La historia siempre acarrea heridas mal cicatrizadas. Cinco años después de la aparición del covid-19 en Wuhan, son muchos los que ya dan por superada aquella etapa que paralizó el mundo, pero todavía hay quien llora a sus muertos o lucha contra las secuelas de la enfermedad. El gobierno estadounidense sigue investigando la causa de esa fatalidad mundial. Naturalmente, para ajustar cuentas con Pekín. Hace pocos días, la CIA, sin aportar nuevos datos, señalaba una fuga de un laboratorio chino, en el que se manipulaban coronavirus SARS-CoV-2, como el punto de inicio más probable de la pandemia.
Curiosamente, la preocupación por descifrar el origen del covid-19 contrasta con la creciente indiferencia hacia el origen del horror de los campos de concentración y exterminio nazis. Donald Trump no estuvo presente en los actos del 80 aniversario de la liberación de Auschwitz-Birkenau para rendir homenaje a las víctimas del Holocausto y renovar el compromiso con un futuro libre del mal del autoritarismo. Ya sabemos que el respeto a las personas y su libertad casa mal con la política grotesca de la Casa Blanca.
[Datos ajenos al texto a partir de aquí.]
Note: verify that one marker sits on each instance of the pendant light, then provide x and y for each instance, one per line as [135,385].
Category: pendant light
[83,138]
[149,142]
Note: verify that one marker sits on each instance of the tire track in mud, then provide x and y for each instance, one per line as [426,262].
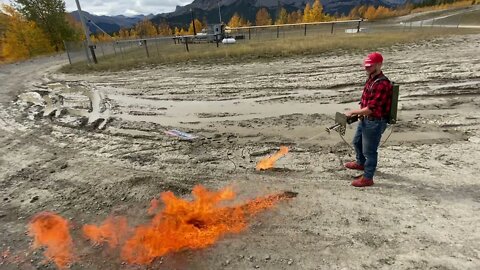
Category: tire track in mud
[120,168]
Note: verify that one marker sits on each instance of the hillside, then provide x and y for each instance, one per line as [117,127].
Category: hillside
[207,10]
[110,24]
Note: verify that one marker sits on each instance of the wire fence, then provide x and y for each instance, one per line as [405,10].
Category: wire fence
[163,46]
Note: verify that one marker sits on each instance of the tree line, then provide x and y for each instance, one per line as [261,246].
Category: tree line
[35,27]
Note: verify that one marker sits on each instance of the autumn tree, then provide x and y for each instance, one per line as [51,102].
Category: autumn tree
[198,27]
[370,13]
[124,33]
[295,17]
[79,34]
[316,13]
[361,10]
[49,15]
[263,17]
[145,28]
[132,33]
[307,13]
[23,39]
[164,29]
[234,21]
[282,17]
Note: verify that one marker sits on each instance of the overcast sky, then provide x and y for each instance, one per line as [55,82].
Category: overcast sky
[123,7]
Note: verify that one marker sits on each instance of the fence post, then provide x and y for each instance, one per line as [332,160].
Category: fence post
[156,46]
[186,44]
[92,50]
[68,54]
[146,48]
[85,46]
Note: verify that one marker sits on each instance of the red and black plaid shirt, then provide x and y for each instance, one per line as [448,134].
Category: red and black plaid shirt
[377,96]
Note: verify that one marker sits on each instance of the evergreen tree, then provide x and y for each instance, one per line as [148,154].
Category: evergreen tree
[49,15]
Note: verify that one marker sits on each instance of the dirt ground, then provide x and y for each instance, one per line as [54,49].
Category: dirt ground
[102,149]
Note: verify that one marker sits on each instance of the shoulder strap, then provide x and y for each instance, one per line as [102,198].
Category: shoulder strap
[381,78]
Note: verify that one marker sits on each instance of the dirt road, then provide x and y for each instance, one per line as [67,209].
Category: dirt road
[422,212]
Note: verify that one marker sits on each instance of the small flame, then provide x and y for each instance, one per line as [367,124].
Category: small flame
[153,207]
[183,224]
[51,231]
[113,231]
[269,162]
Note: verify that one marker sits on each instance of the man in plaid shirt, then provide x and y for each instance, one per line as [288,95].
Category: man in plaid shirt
[373,115]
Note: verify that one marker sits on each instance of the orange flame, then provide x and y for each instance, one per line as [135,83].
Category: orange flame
[153,207]
[51,231]
[113,231]
[193,224]
[269,162]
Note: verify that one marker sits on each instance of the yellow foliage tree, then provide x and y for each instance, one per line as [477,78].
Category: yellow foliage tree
[361,10]
[23,39]
[234,21]
[145,28]
[198,27]
[263,17]
[295,17]
[382,12]
[132,33]
[316,13]
[164,29]
[282,17]
[370,13]
[354,13]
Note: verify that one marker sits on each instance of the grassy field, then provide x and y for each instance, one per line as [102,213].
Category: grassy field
[259,49]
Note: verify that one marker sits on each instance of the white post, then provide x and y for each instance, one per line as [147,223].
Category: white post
[85,29]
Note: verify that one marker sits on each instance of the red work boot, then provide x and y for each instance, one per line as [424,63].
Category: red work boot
[353,166]
[362,182]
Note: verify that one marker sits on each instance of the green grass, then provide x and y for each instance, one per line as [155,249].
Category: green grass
[247,51]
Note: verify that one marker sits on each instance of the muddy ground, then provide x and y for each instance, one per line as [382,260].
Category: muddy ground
[102,149]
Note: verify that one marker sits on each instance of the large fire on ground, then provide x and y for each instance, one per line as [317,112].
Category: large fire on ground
[52,232]
[269,162]
[179,225]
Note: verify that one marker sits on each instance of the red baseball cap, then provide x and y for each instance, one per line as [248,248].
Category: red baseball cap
[373,58]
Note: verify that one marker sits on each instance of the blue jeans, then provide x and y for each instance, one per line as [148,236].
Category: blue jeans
[366,142]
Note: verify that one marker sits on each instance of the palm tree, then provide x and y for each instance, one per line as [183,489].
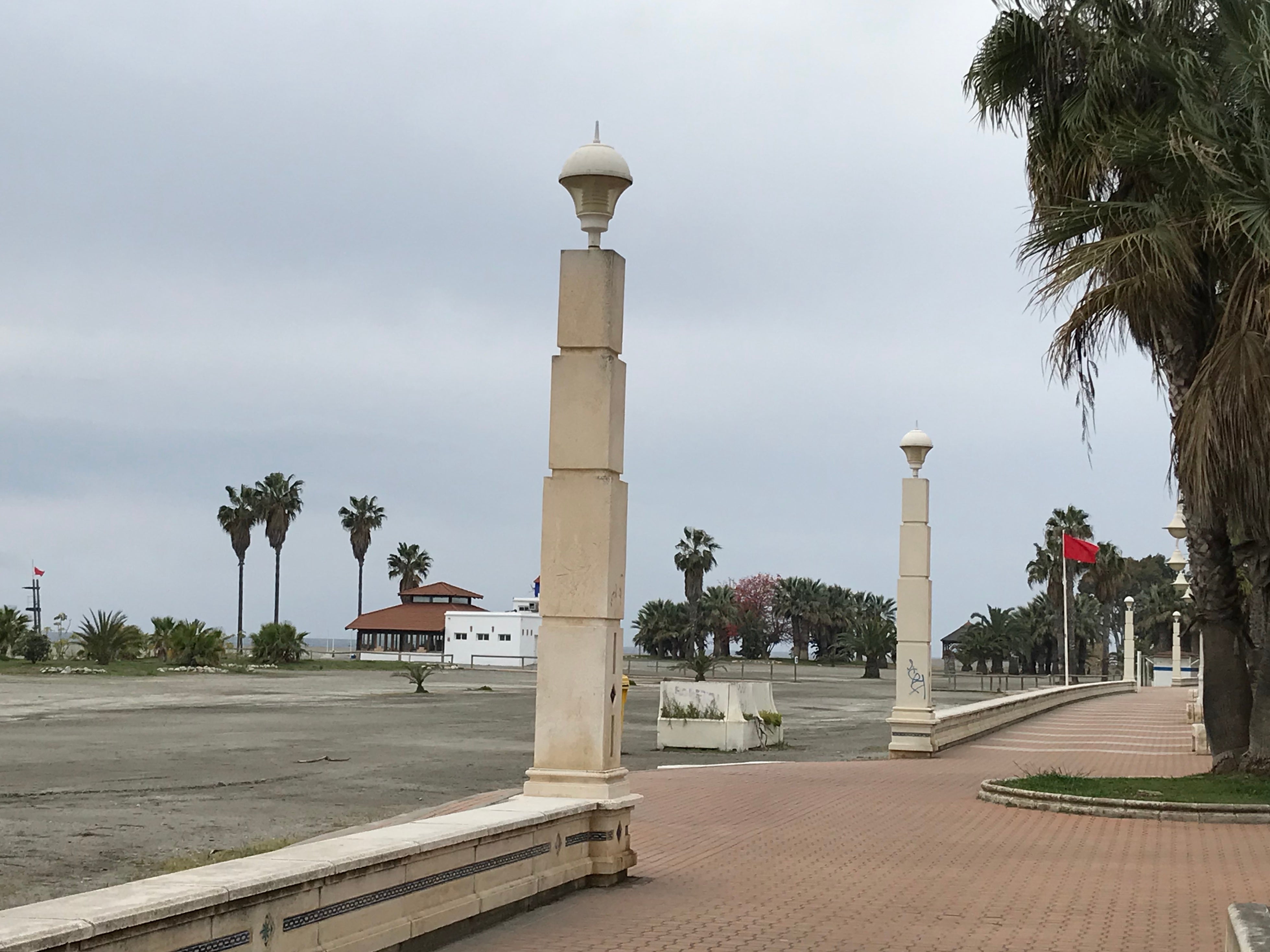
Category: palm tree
[360,518]
[15,626]
[802,602]
[238,518]
[662,629]
[719,616]
[160,638]
[106,636]
[695,556]
[1034,634]
[409,564]
[872,635]
[996,631]
[1145,126]
[279,499]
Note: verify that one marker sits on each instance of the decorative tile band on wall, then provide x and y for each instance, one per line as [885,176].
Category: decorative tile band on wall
[370,899]
[574,838]
[238,938]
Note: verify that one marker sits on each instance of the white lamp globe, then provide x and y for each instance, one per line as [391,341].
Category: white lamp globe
[916,445]
[596,176]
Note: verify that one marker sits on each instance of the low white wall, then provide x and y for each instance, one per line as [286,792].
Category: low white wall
[956,725]
[1248,927]
[360,893]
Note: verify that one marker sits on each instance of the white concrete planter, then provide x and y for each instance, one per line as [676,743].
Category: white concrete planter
[740,728]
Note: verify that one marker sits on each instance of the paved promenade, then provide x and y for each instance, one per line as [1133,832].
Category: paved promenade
[898,855]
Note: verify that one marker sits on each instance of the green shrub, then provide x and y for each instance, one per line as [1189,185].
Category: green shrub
[192,643]
[418,673]
[35,646]
[676,711]
[106,636]
[279,643]
[15,626]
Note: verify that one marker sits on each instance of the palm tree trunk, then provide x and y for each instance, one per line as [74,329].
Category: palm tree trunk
[277,581]
[360,567]
[241,605]
[1258,570]
[1227,690]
Hace cinco años, con el descubrimiento masivo de la vulnerabilidad humana, se decía que el covid-19 no sería un episodio circunstancial, sino una experiencia histórica. Muchas voces vaticinaban que el mundo sería mejor después de los aprendizajes de la pandemia. Pero las personas somos olvidadizas, y el mundo de hoy, por mucho que nos duela, cada día se parece más al que perpetró el infierno de Auschwitz. Las ideologías de extrema derecha, racistas, xenófobas, antisemitas se abren paso por doquier y con facilidad. Todos estos idearios excluyentes, amplificados por las empresas tecnológicas globales, son una amenaza real para nuestras vidas, y para el mundo en el que deberemos vivir.
Albert Camus, poco después de la Segunda Guerra Mundial, publica La peste, una historia indispensable sobre el fascismo. En la última página del libro el médico no puede compartir los gritos de alegría cuando se anuncia que el terror de la peste ha terminado: "Él sabía lo que la multitud ignoraba y que se puede leer en los libros: que el bacilo de la peste nunca muere ni desaparece, que puede estar escondido durante decenas de años [...] y que, tal vez, venga un día que, para desdicha y aleccionamiento de los hombres, la peste se despertará”. El bacilo de la peste de Camus simboliza el totalitarismo que nunca muere ni desaparece del todo, sino que se cobija en las sombras de la condición humana, esperando el instante oportuno para volver a enfermar al mundo. El médico sabe algo: que el retorno del fascismo siempre es posible. Nosotros sabemos una más importante: que su triunfo no es inevitable.
Se ha dicho y repetido, y es así: solo la memoria del pasado evita que las heridas de la historia supuren de nuevo. "Aquellos que no pueden recordar el pasado están condenados a repetirlo", advertía al filósofo estadounidense George Santayana. Hemos aprendido a fabricar vacunas para frenar una pandemia, pero todavía no hemos encontrado ninguna para inmunizarnos contra el olvido. Es una lástima.